Our courts repeatedly have held, however, that a malpractice action can only rarely be pursued without expert evidence to educate the jury about the appropriate standard of care of a treating physician in the circumstances that the physician encountered. “The requirement of expert testimony . . . serves to assist lay people, such as members of the jury and the presiding judge, to understand the applicable standard of care and to evaluate the defendant’s actions in light of that standard. . . . Expert testimony is required when the question involved goes beyond the field of the ordinary knowledge and experience of judges or jurors.” (Citation omitted; emphasis in original; internal quotation marks omitted.) LePage v. Horne, 262 Conn. 116, 125, 809 A.2d 505 (2002). “[T]o prevail in a medical malpractice action, the plaintiff must prove (1) the requisite standard of care for treatment, (2) a deviation from that standard of care, and (3) a causal connection between the deviation and the claimed injury. . . . Generally, expert testimony is required to establish both the standard of care to which the defendant is held and the breach of that standard.” (Internal quotation marks omitted.) Amsden v. Fischer, 62 Conn. App. 323, 331, 771 A.2d 233 (2001); see also Trimel v. Lawrence & Memorial Hospital Rehabilitation Center, 61 Conn. App. 353, 357-58, 764 A.2d 203, appeal dismissed, 258 Conn. 711, 784 A.2d 889 (2001). “Except in the unusual case where the want of care or skill is so gross that it presents an almost conclusive inference of want of care . . . the testimony of an expert witness is necessary to establish both the standard of proper professional skill or care on the part of a physician . . . and that *614the defendant failed to conform to that standard of care.” (Citations omitted; internal quotation marks omitted.) Doe v. Yale University, 252 Conn. 641, 687, 748 A.2d 834 (2000).

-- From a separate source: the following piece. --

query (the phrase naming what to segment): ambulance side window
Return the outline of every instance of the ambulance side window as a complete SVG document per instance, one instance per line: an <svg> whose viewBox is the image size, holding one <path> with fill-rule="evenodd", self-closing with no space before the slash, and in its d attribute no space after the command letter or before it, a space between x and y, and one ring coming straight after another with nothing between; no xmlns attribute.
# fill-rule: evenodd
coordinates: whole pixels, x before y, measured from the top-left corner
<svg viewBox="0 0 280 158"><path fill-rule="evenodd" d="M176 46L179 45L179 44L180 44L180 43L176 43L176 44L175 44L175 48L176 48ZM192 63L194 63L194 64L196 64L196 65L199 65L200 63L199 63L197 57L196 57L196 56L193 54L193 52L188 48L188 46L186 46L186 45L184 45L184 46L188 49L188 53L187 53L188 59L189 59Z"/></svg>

These precedents control this case. The jury was entitled to expert guidance about the relationship between her blood pressure irregularities, her brain defect and her stroke. Without expert testimony, the jury might well have gone astray in its assessment of whether Hughes’ conduct comported with the standard of care demanded in these circumstances. The relationship between the relevant events was not so obvious, the alleged failure to exercise due care was not so gross, that the plaintiff was relieved of the burden of providing such expert testimony.
We do not know, of course, why the jury decided, even without expert guidance, that Hughes was not liable to the plaintiff because he had not deviated from the standard of care of an anesthesiologist entrusted with the care and treatment of the plaintiff. We do know that, if the jury had decided differently, the trial court would have been required to set that verdict aside as a matter of law.
No one can learn of the plaintiffs tragic injury without compassion for her physical and mental state. Nonetheless, we conclude that the trial court properly addressed the plaintiffs instructional claims and had the authority to limit aspects of her closing argument to the jury. We further conclude that, in the absence of the requisite expert testimony, the jury had no basis for holding her anesthesiologist responsible for her stroke.
The judgment is affirmed.
In this opinion the other judges concurred.